摘要 Abstract
大型语言模型(LLMs)的快速发展凸显了参数高效微调方法的需求,其中低秩适应(LoRA)成为一种流行解决方案。尽管LoRA减少了可训练参数的数量,但在基础模型之上部署多个任务或用户特定的LoRA模块仍带来了显著的存储挑战。为了解决这一问题,我们通过理论推导引入了一种新颖的低秩适应方法——LoRA-XS(极小参数量低秩适应),该方法在大幅减少可训练参数的同时,展示了优越或具有竞争力的性能。LoRA-XS通过在冻结的低秩矩阵之间插入一个小型的可训练r×r权重矩阵实现这一点,这些低秩矩阵由原始权重矩阵的奇异值分解(SVD)构造。这种轻量级矩阵使微调所需的存储需求大幅降低,使得部署数百万个个性化模型成为可能,并最小化内存开销。例如,与LoRA相比,LoRA-XS在7B模型中的可训练参数减少了100倍以上。我们的评估结果表明,LoRA-XS在GLUE、GSM8K、MATH以及八个常识推理数据集等多个基准测试中表现优于或与LoRA及其他最新方法(如VeRA)相当,同时具有更高的参数效率。此外,我们还对奇异向量在Transformer权重中的重要性进行了广泛的消融研究,揭示了驱动LoRA-XS增强效率的潜在机制。这些发现表明,LoRA-XS不仅是一种存储高效的替代方案,而且是大规模扩展和个性化LLMs的强大工具。

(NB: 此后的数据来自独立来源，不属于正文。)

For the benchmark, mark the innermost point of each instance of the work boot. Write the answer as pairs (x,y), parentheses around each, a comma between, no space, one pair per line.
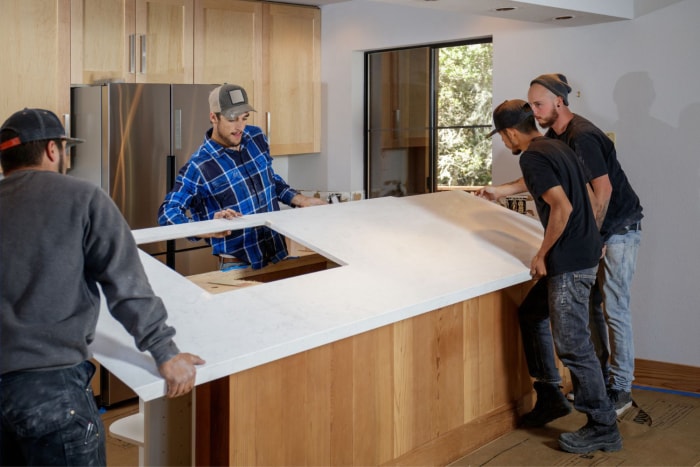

The rapid expansion of large language models (LLMs) has underscored the need for parameter-efficient fine-tuning methods, with LoRA (Low-Rank Adaptation) emerging as a popular solution. Although LoRA reduces the number of trainable parameters, serving multiple (task or user-specific) LoRA modules on top of a base model still creates significant storage challenges. To address this, using theoretical derivation, we introduce LoRA-XS (Low-Rank Adaptation with eXtremely Small number of parameters), a novel low-rank adaptation method that considerably reduces the trainable parameters while showing superior or competitive performance. LoRA-XS achieves this by inserting a small, trainable r x r weight matrix between frozen low-rank matrices, which are constructed by Singular Value Decomposition (SVD) of the original weight matrix. This lightweight matrix enables fine-tuning with drastically reduced storage requirements, making it feasible to deploy millions of personalized models while minimizing memory overhead. For instance, LoRA-XS achieves a remarkable reduction of trainable parameters by over 100x in 7B models compared to LoRA. Our evaluations across various benchmarks (including GLUE, GSM8K, MATH, and eight commonsense reasoning datasets) demonstrate that LoRA-XS performs competitively or better than LoRA and other recent methods like VeRA while being significantly more parameter efficient. We also provide an extensive ablation study on the importance of singular vectors in transformer weights, shedding light on the underlying mechanisms driving LoRA-XS's enhanced efficiency. These findings suggest that LoRA-XS is not only a storage-efficient alternative, but also a powerful tool for scaling and personalizing LLMs at unprecedented scales.